Our order on the defendant’s.petition for certification to appeal; State v. Lamme, 212 Conn. 820, 565 A.2d 541 (1989); granted the petition only with respect to the state constitutional law aspect of his claim concerning the admissibility of field sobriety tests. The question we certified is: “What *175standard governs the determination of whether the detention of a criminal defendant is ‘clearly warranted’ under article first, § 9, of the Connecticut constitution?”

“[General Statutes] Sec. 14-96a. lighted lamps and illuminating DEVICES REQUIRED, WHEN. . . .

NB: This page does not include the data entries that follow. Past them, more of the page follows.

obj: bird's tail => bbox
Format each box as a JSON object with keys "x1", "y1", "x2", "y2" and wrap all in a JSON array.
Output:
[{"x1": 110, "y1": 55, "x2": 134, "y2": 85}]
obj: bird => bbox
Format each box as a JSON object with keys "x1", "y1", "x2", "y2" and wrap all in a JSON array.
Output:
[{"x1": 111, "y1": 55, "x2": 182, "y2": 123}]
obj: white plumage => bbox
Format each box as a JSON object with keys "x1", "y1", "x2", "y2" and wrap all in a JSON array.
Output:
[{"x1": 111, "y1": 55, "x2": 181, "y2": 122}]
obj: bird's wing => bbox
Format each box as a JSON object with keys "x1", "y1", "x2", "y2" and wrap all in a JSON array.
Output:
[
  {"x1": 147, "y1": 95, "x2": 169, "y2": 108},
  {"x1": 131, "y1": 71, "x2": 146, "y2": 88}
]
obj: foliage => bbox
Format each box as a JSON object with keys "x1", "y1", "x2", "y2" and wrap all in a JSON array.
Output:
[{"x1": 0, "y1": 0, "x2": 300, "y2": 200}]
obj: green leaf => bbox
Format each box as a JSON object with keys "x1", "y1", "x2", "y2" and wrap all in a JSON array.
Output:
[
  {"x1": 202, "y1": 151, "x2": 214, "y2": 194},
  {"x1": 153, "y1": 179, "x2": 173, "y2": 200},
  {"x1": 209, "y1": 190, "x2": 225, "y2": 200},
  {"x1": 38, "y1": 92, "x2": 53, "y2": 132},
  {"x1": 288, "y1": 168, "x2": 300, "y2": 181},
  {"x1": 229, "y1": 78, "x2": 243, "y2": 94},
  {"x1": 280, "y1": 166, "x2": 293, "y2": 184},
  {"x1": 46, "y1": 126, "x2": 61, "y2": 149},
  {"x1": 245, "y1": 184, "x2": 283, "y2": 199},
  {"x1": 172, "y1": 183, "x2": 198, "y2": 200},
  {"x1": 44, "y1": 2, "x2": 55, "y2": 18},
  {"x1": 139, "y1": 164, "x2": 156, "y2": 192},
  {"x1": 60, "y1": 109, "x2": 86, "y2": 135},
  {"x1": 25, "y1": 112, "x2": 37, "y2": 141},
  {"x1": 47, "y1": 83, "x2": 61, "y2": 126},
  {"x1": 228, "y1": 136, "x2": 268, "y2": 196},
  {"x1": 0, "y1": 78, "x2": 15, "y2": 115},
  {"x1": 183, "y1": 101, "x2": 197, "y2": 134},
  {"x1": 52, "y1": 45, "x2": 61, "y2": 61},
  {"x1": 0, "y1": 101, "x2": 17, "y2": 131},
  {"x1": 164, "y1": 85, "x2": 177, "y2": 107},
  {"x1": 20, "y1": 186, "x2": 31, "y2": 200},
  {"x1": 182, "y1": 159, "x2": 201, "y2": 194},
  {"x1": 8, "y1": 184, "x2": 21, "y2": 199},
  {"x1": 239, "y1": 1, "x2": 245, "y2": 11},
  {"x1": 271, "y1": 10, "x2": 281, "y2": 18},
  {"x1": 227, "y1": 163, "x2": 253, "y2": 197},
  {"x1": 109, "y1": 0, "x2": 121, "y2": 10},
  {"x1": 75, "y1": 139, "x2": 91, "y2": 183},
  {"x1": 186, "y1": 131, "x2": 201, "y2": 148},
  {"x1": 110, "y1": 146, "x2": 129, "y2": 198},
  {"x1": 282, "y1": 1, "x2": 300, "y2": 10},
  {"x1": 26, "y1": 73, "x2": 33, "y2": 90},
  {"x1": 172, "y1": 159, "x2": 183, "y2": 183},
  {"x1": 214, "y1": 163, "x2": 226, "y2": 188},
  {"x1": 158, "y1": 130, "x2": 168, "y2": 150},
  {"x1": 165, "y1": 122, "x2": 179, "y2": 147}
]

“(d) Failure to provide lighted lamps and illuminating devices at such time as required by this section shall be an infraction.”

The defendant was asked to perform two sobriety tests: to walk heel to toe in a straight line and to touch his index finger to the tip of his nose with his eyes closed.

By contrast, article first, § 7, of the Connecticut constitution provides constitutional protection from unwarranted searches and seizures. The scope of § 7 is not currently before us in light of the question that we certified. The Appellate Court, however, rejected the defendant’s claim under § 7. State v. Lamme, 19 Conn. App. 594, 600-601, 563 A.2d 1372 (1989).

The present enumeration results from the 1965 constitution’s incorporation of the former article first, § 4, into article seventh.

We note that the timely intervention of the police in this case may well have saved the defendant from facing much more serious charges, as well as possible injury to himself.

In light of the difficulties that attend research into state constitutional law, we commend both counsel for their highly professional and wide ranging briefs in this case.